It does sound like a bios battery, but something to try, did you go into your bios and check the clock there, if the time is correct when you turn the system back on then it may not be the battery. if the clock is correct, then try syncing the time with the internet and see if it helps. right click on the clock then adjust date/time. There should be a tab for internet time or something similar (not on a windows computer right now)


----------



## brianc54

*Re: System Clock stops after I shutdown the system*

Hi, I have a 3 year old HP Pavilion dv2000 and was running perfectly up until now. The time clock stops whenever I shutdown.
I can reset the clock with synchronization and will keep correct time until I power off again… it stops at the time I shutdown my laptop.
My first thoughts were the RTC battery which I had replaced by a computer technician. But the problem continues. He also checked to see if the new battery was good and connected properly. 
The BIOS clock also stops at the time of shutdown
Is there any other reason why the clock would stop?
I have check through many online forums and all say it’s the RTC (CMOS) battery but none have mentioned what else could cause the clock to stop. 
I am sure this is not the first time this type of problem has arisen since the conception of personal computing.
Is it software or a hardware problem? Anyone have any ideas? 
Brian


----------



## sobeit

*Re: System Clock stops after I shutdown the system*

if it is still stopping in the bios, it is either the battery (which you eliminated) or your motherboard could be going bad. 
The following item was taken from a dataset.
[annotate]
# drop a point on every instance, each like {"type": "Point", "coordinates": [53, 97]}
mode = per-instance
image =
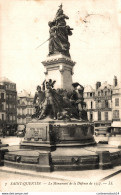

Did you try to reset everything in your bios by pulling the proper jumpers on the motherboard? 

did you go to hp's website and see if there is a bios update for this problem on your specific system?

You do have the correct battery installed?

Otherwise, if everything is working properly and you have broadband, I would sync windows time online.


----------



## brianc54

*Re: System Clock stops after I shutdown the system*

Problem Solved.
Thank you sobeit, you are the first persom to mention a solution apart from changing the battery.
I did have the battery replaced with the correct one and i did use windows synce to adjust the clock but it was the BIOS that was the problem.
I have just moved back to Western Australia and they have recently (2008) implimented a summer daylight saving time. 
Although this change to summer time was adjusted with a Windows update the BIOS was still using the old time setup which was causing a conflict.

Now that i have downloaded and installed the latest BIOS update my sytem clock is now fine.

Anyway, thanks again. I have been searching thru numerious forums about this and you are the first to say to chaeck for bios updates from the manufactures.

Cheers
Brian


----------



## dai

*Re: System Clock stops after I shutdown the system*

glad you have it sorted


----------